From an editorial in the Milwaukee Journal Sentinel:

The governor-elect’s insistence on killing the Milwaukee-to-Madison rail line seems to have paid off for him. But not for the rest of the state.

And Wisconsin stands still. Thanks to the opposition of Governor-elect Scott Walker and an apparent majority of state residents, federal transportation officials announced Thursday that the state won’t get the money needed to build a fast rail link from Milwaukee to Madison. Walker called the decision a victory, and, in one sense, he’s right. Those like Walker who thought the rail line was a waste of money won.

But in a larger sense, the state lost. The opposition of Walker and others was shortsighted. The money the Obama administration was willing to invest in Wisconsin would have brought jobs and an improved transportation system. It could have served as an economic development tool and an attraction to new industries.

And it still can if rail advocates continue to fight for creating a modern and balanced transportation system in Wisconsin. Clearly, their work is cut out for them, and, clearly, they failed to make their case to most residents and to Republicans this time around. It’s time to start again – because the case still makes sense.

The line would have been part of a network of fast trains connecting major cities in the Midwest, bypassing roads and air travel that are hit harder by weather and, in the case of airlines, by long lines and delays caused by security measures.

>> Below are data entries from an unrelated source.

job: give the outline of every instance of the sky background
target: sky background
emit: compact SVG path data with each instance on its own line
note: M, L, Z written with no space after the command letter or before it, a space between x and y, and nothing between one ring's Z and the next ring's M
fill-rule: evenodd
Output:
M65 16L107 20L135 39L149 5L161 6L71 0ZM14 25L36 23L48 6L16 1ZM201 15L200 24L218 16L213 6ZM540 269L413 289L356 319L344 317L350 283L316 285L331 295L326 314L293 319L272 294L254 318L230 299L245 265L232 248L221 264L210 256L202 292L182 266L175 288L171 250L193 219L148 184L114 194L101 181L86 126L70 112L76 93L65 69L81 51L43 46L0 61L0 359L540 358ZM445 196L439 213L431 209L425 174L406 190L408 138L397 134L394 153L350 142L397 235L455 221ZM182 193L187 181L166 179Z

Roads and cars, meanwhile, will be hit hard by rising gasoline prices and the need to improve a crumbling infrastructure.

A modern rail network offers a sound travel alternative, convenient, comfortable and business-friendly, a fact that other countries and states have long recognized. Furthermore, making Madison one stop on a Midwest network and linking its university, research parks and innovative companies to Milwaukee, Minneapolis and Chicago made all the sense in the world.

This was never about just a Milwaukee-to-Madison link; it was about linking economic centers throughout the Midwest so that they can better compete in a global economy.